Azure Data Factory - Source Data Split Into Two Destination Tables

Shamen Paris
Jan 11, 2021
3 min read

What is Azure Data Factory?

Azure Data Factory is a fully managed data migration and integration service that enables Microsoft Azure users to bring together data from a variety of sources in the Azure public cloud.

The Azure Data Factory service allows users to integrate both on-premises data in Microsoft SQL Server, as well as cloud data in Azure SQL Database, Azure Blob Storage, and Azure Table Storage.

Once Azure Data Factory collects the relevant data, it can be processed by tools like Azure HDInsight (Apache Hive and Apache Pig). Azure Data Factory automates and orchestrates the entire data integration process from end to end, so that users have a single pane of glass into their ETL data pipelines.

Let get Start!

Step 1

Create an Azure free Account then login to Azure web portal. Frist you have to create an Azure Resource Group. After that create a Blob Storage Account and Data Factory.

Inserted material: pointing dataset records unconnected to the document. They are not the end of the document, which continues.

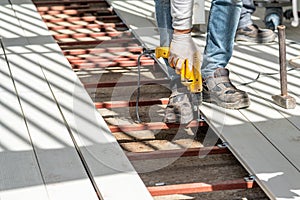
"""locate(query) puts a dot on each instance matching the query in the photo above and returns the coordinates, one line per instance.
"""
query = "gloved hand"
(183, 52)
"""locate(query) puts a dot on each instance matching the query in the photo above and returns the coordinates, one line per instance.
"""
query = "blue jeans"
(164, 23)
(247, 10)
(222, 24)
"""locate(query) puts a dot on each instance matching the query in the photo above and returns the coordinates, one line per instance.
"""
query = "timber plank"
(269, 133)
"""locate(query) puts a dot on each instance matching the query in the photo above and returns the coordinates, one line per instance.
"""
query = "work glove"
(183, 53)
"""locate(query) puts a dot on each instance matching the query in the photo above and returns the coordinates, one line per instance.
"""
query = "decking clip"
(249, 178)
(223, 145)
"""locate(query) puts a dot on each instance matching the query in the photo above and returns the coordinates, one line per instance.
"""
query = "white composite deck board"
(106, 161)
(61, 167)
(62, 170)
(108, 164)
(272, 120)
(269, 133)
(276, 176)
(16, 152)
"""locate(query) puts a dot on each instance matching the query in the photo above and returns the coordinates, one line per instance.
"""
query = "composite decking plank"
(274, 173)
(106, 160)
(277, 149)
(16, 153)
(110, 168)
(63, 173)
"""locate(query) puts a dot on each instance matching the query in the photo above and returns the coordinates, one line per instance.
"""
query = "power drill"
(192, 79)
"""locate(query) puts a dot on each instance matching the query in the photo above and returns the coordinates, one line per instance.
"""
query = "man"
(222, 25)
(248, 31)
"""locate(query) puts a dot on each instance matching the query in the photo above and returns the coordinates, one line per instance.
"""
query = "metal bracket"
(249, 178)
(223, 145)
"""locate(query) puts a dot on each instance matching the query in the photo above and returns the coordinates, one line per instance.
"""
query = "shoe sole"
(244, 38)
(242, 103)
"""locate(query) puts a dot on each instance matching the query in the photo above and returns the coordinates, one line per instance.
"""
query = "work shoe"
(253, 33)
(221, 91)
(181, 108)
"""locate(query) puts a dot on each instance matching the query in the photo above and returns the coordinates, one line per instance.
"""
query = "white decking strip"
(57, 111)
(264, 137)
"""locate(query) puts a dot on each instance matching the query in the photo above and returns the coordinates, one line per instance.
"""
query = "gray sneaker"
(221, 91)
(255, 34)
(182, 108)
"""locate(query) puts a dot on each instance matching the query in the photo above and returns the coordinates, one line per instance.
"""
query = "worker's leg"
(247, 30)
(222, 25)
(179, 108)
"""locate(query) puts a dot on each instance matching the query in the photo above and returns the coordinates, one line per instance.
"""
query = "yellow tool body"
(192, 79)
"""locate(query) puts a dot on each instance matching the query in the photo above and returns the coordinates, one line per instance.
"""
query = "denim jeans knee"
(222, 25)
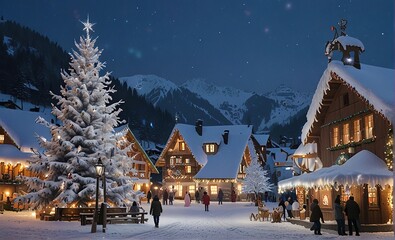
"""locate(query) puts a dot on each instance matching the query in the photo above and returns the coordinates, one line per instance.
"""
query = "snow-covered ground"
(228, 221)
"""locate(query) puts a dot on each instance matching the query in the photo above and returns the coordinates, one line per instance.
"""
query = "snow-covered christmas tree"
(65, 174)
(256, 180)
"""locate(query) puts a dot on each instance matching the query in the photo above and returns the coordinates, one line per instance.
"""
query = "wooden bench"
(125, 217)
(73, 214)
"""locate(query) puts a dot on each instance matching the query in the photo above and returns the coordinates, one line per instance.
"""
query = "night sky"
(251, 45)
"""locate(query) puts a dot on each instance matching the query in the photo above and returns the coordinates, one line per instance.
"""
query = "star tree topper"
(88, 26)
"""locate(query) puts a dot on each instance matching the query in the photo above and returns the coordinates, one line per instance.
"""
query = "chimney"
(226, 136)
(199, 127)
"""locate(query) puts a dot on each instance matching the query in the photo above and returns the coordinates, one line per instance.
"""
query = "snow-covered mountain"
(229, 101)
(197, 99)
(288, 103)
(152, 87)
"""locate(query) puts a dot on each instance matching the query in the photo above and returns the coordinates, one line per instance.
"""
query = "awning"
(363, 168)
(10, 154)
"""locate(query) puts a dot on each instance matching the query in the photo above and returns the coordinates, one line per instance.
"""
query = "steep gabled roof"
(21, 126)
(363, 167)
(262, 138)
(373, 84)
(223, 164)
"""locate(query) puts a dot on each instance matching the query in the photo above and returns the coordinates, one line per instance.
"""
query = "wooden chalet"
(142, 165)
(349, 129)
(207, 158)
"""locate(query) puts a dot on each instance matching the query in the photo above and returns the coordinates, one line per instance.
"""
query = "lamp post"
(99, 167)
(104, 204)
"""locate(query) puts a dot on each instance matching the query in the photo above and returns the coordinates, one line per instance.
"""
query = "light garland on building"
(388, 153)
(351, 144)
(346, 118)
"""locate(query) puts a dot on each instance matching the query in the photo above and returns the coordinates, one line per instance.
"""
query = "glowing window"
(210, 148)
(369, 126)
(346, 133)
(172, 158)
(357, 130)
(182, 146)
(372, 197)
(214, 190)
(335, 136)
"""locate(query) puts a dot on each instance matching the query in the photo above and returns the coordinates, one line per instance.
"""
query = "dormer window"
(210, 148)
(182, 146)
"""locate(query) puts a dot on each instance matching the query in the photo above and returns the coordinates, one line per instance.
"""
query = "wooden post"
(94, 223)
(104, 204)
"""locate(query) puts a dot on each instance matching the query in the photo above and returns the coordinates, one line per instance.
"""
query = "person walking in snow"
(220, 196)
(233, 196)
(339, 217)
(171, 197)
(165, 196)
(187, 200)
(288, 205)
(134, 209)
(352, 211)
(206, 201)
(156, 210)
(316, 215)
(149, 196)
(282, 204)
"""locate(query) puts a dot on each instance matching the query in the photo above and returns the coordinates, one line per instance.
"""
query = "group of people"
(289, 206)
(351, 209)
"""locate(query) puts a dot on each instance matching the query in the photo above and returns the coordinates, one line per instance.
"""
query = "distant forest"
(30, 66)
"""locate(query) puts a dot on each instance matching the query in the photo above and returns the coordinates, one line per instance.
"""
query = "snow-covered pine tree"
(65, 175)
(256, 180)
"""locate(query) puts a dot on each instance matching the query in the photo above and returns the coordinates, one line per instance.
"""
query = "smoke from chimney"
(226, 136)
(199, 127)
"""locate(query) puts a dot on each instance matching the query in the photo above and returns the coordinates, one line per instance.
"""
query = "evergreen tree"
(256, 180)
(65, 175)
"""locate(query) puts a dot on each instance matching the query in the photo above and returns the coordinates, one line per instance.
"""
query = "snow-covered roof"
(350, 41)
(375, 84)
(363, 168)
(306, 149)
(22, 128)
(225, 163)
(123, 131)
(262, 138)
(10, 154)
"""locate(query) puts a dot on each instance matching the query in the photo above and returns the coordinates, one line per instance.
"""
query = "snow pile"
(153, 87)
(227, 221)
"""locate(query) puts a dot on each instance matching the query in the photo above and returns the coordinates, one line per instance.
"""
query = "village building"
(18, 142)
(207, 158)
(348, 138)
(142, 164)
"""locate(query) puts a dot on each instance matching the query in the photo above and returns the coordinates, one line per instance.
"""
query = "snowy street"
(228, 221)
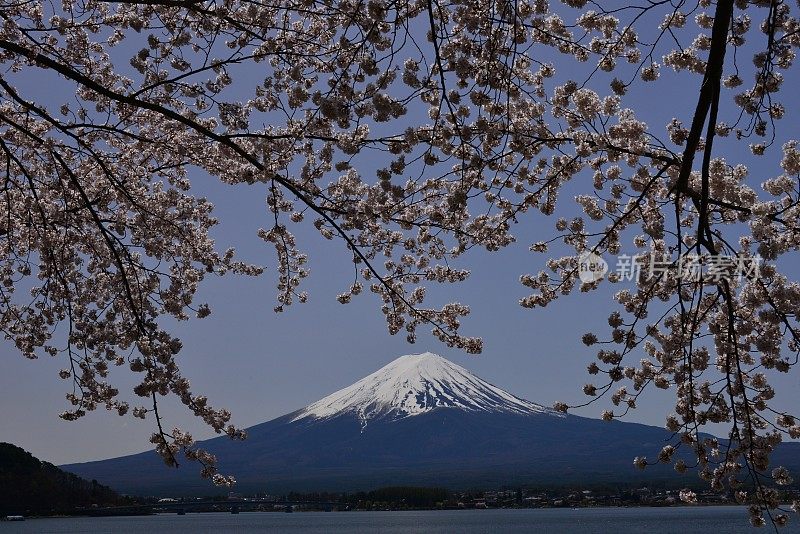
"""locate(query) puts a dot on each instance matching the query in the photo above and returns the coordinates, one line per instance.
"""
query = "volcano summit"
(420, 420)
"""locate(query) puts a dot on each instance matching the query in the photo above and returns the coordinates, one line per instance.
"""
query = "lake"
(722, 519)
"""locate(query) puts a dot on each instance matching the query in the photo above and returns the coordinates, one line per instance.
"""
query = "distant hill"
(29, 486)
(423, 421)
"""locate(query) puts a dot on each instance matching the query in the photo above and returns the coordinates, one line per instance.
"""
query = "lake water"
(684, 520)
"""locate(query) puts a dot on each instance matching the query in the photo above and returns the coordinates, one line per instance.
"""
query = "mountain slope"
(421, 420)
(30, 486)
(416, 384)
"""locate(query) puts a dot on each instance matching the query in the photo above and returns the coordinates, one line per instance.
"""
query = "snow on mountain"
(415, 384)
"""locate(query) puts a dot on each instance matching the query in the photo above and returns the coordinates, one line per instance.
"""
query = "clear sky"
(261, 365)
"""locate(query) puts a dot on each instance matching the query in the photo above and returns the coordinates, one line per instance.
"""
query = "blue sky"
(261, 365)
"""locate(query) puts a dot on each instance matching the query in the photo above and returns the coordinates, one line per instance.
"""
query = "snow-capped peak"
(415, 384)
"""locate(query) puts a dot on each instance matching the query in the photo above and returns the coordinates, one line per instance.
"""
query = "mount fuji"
(420, 420)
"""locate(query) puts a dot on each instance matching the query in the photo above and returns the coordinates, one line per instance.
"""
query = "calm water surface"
(722, 519)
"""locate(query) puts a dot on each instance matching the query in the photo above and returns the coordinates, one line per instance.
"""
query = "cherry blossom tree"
(412, 132)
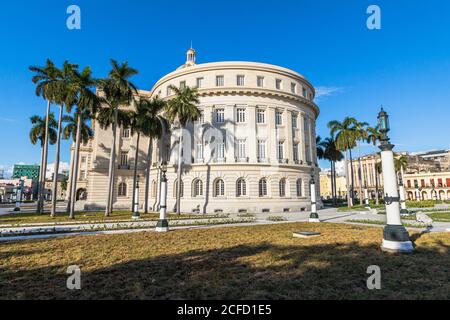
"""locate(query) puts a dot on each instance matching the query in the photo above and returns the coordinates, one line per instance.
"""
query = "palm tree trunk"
(44, 165)
(180, 160)
(57, 157)
(69, 199)
(112, 162)
(347, 182)
(136, 156)
(352, 191)
(75, 171)
(147, 173)
(332, 181)
(360, 174)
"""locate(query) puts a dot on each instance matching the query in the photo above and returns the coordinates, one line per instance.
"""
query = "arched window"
(122, 192)
(197, 188)
(154, 189)
(282, 188)
(299, 186)
(219, 188)
(263, 188)
(241, 188)
(175, 186)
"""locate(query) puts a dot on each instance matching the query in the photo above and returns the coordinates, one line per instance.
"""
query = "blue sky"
(405, 66)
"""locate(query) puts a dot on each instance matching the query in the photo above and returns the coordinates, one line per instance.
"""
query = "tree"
(63, 95)
(181, 110)
(147, 121)
(118, 91)
(361, 134)
(70, 131)
(87, 102)
(37, 134)
(345, 137)
(329, 152)
(44, 78)
(159, 126)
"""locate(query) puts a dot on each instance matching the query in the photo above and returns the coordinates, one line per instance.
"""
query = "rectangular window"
(199, 151)
(295, 155)
(279, 118)
(220, 81)
(278, 84)
(294, 121)
(260, 81)
(261, 149)
(293, 87)
(241, 149)
(219, 115)
(124, 158)
(240, 80)
(280, 150)
(240, 115)
(261, 116)
(199, 82)
(126, 133)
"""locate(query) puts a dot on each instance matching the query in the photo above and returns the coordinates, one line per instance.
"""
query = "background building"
(252, 150)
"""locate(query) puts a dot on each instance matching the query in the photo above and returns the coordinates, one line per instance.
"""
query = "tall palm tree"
(345, 137)
(70, 131)
(64, 95)
(86, 99)
(37, 133)
(361, 135)
(118, 91)
(330, 153)
(146, 121)
(159, 126)
(181, 110)
(44, 78)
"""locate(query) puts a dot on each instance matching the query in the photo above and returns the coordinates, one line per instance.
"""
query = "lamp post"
(314, 217)
(396, 237)
(136, 214)
(163, 223)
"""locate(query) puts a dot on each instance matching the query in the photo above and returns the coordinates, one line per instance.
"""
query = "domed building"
(252, 149)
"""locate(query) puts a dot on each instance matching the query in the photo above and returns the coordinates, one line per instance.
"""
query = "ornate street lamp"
(136, 214)
(314, 217)
(396, 237)
(163, 223)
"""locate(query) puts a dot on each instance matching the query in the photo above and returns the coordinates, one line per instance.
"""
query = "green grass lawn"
(28, 218)
(257, 262)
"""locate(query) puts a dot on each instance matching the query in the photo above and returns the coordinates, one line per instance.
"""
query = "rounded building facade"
(253, 148)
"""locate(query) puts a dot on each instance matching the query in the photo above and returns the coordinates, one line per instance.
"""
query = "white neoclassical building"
(253, 149)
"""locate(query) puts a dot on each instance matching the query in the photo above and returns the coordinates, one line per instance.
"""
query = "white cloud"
(63, 166)
(323, 91)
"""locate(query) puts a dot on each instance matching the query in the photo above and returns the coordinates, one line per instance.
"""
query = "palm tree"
(44, 78)
(70, 131)
(345, 137)
(147, 121)
(37, 134)
(329, 151)
(182, 109)
(87, 102)
(159, 126)
(118, 91)
(63, 95)
(361, 135)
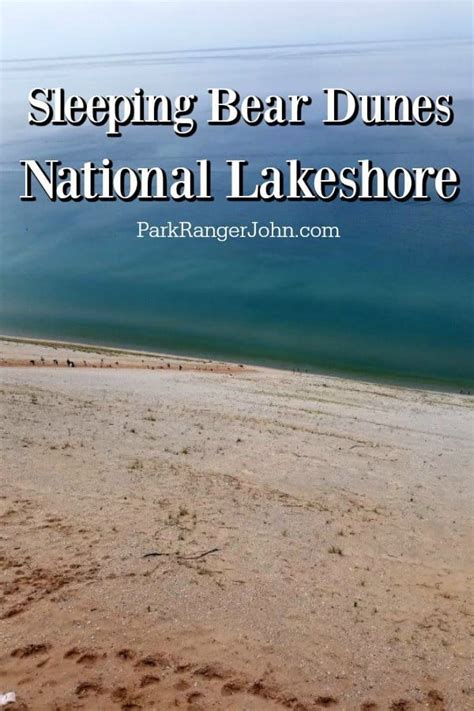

In Blob Storage Account Create two Containers called input and output. (You can also create one Container)

Then upload the files into input and output containers. You can refer below files.

For input container upload OrderDetails.csv file and other two files upload into output container.

Step 2

Go to Data Factory and hit the Author & Monitor button.

In Data Factory go to Manage section and create a Linked services. Linked service is connection to the data source. For create new Linked service you need to click to "+" icon.

Then in Data store you need click Azure Blob Storage.

Fill the details according to Azure Blob Storage you created early.

Then test the connection to verify whether connection is successful or not. Then hit the crate button to create the connection.

Step 3

Now its time to create Dataset. Go to Author section and click Datasets to create a new dataset. If you need you can create a folder also.

After that in Data factory portal new interface popup. Find the Azure Blob Storage and click it.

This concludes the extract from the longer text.